Answer 1 · 2022-02-03T16:57:49.000Z

The "local" cases are probably slower because the array a = np.array([1.5,1.5]) must be allocated every time the rhs function is called.

The "global" and "param" cases are faster because they have no allocations at all during integration.

For constants, in your rhs function, its normally a good idea to do something like this

def make_cfunc():
    a=np.array([1.5,1.5])
    @nb.cfunc(lsoda_sig)
    def f(t, u_, du, p): 
        u = nb.carray(u_, (2,))
        du[0] = u[0]-u[0]*u[1]*a[0]
        du[1] = u[0]*u[1]-u[1]*a[1]

    return f

In this case, a will be treated as constant, and will be "baked" into the rhs function. No allocations will occur, but you still don't have an annoying global variable in the scope of the other parts of your code.

This approach only works for constants. Alternatively, if a changes a bunch of times over the course of many integrations, you should pass a in as a parameter via p.

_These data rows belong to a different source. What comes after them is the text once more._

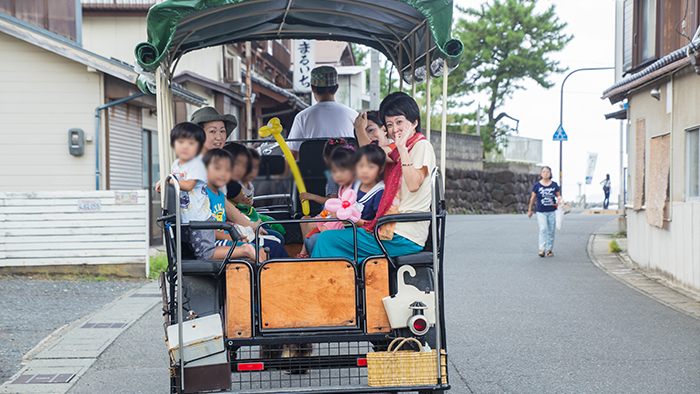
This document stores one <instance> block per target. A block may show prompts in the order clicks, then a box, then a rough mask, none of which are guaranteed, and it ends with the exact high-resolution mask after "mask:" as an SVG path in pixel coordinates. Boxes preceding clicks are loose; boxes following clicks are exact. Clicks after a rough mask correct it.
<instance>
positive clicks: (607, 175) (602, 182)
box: [600, 174, 610, 209]
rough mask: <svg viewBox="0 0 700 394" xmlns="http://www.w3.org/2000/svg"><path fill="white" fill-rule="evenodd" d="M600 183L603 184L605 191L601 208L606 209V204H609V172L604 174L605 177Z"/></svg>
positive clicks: (609, 190)
mask: <svg viewBox="0 0 700 394" xmlns="http://www.w3.org/2000/svg"><path fill="white" fill-rule="evenodd" d="M600 184H601V185H603V193H605V199H604V200H603V209H608V205H610V174H606V175H605V179H603V180H602V181H601V182H600Z"/></svg>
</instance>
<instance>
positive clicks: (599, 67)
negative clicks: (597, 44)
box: [559, 67, 615, 196]
mask: <svg viewBox="0 0 700 394" xmlns="http://www.w3.org/2000/svg"><path fill="white" fill-rule="evenodd" d="M614 69H615V67H592V68H579V69H577V70H574V71H572V72H570V73H568V74H567V75H566V77H565V78H564V81H562V83H561V93H560V101H559V127H561V128H562V129H563V128H564V84H565V83H566V80H567V79H569V77H570V76H571V75H572V74H575V73H577V72H579V71H598V70H614ZM563 153H564V141H559V191H560V193H561V194H562V196H563V195H564V179H563V175H562V174H563V172H564V171H563V170H562V166H563V162H562V157H563Z"/></svg>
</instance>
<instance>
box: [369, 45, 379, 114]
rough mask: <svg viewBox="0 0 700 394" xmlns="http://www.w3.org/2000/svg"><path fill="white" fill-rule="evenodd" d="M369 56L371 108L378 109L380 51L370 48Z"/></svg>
mask: <svg viewBox="0 0 700 394" xmlns="http://www.w3.org/2000/svg"><path fill="white" fill-rule="evenodd" d="M369 57H370V68H369V108H370V109H371V110H375V111H376V110H378V109H379V89H380V86H379V85H380V82H379V78H380V77H379V51H377V50H376V49H374V48H372V49H370V52H369Z"/></svg>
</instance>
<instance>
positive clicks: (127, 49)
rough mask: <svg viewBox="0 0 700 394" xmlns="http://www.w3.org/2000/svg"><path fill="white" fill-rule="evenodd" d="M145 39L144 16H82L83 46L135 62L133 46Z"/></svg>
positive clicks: (119, 59) (87, 49)
mask: <svg viewBox="0 0 700 394" xmlns="http://www.w3.org/2000/svg"><path fill="white" fill-rule="evenodd" d="M146 39H147V35H146V18H144V17H124V16H120V17H83V48H85V49H87V50H88V51H91V52H94V53H97V54H98V55H102V56H104V57H106V58H108V59H109V58H111V57H113V58H115V59H119V60H121V61H124V62H127V63H129V64H135V63H136V59H135V57H134V47H136V44H138V43H140V42H144V41H146Z"/></svg>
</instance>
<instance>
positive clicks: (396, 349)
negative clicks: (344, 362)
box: [367, 338, 447, 387]
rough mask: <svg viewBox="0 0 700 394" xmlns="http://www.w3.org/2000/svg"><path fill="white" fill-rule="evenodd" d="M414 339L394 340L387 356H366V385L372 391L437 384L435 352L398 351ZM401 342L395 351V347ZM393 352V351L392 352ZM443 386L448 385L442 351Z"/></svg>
mask: <svg viewBox="0 0 700 394" xmlns="http://www.w3.org/2000/svg"><path fill="white" fill-rule="evenodd" d="M408 341H412V342H415V343H417V344H418V349H422V348H423V346H422V345H421V343H420V342H418V340H416V339H415V338H396V339H394V340H393V341H392V342H391V344H389V347H388V348H387V351H386V352H372V353H367V381H368V384H369V385H370V386H371V387H390V386H431V385H435V384H437V359H436V358H435V357H437V351H436V350H434V349H433V350H431V351H429V352H422V351H420V350H419V351H417V352H412V351H398V349H401V346H403V344H404V343H406V342H408ZM397 342H400V343H399V344H398V345H397V346H396V347H395V348H394V345H395V344H396V343H397ZM392 348H393V350H392ZM440 365H441V366H442V368H441V369H442V383H447V364H446V358H445V351H444V350H443V351H442V360H441V364H440Z"/></svg>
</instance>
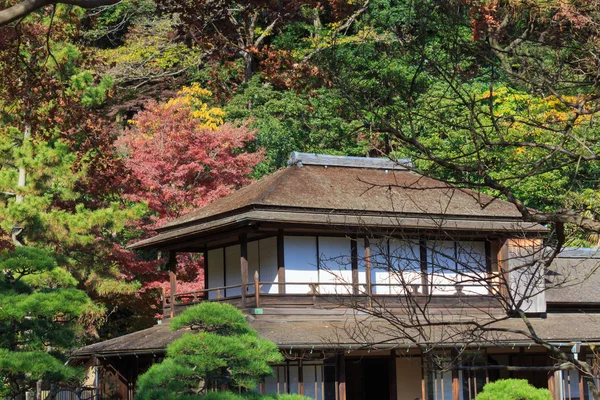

Answer 2 · 2022-02-05T15:00:31.000Z

Thanks for this clarification. I was of the opinion that the numba llvm compiler would compile the constant line a = np.array([1.5,1.5]) so that it will not need new allocations each time the function is called. It seems I was mistaken.
The make_cfunc() approach above makes sense and I will use this in my code.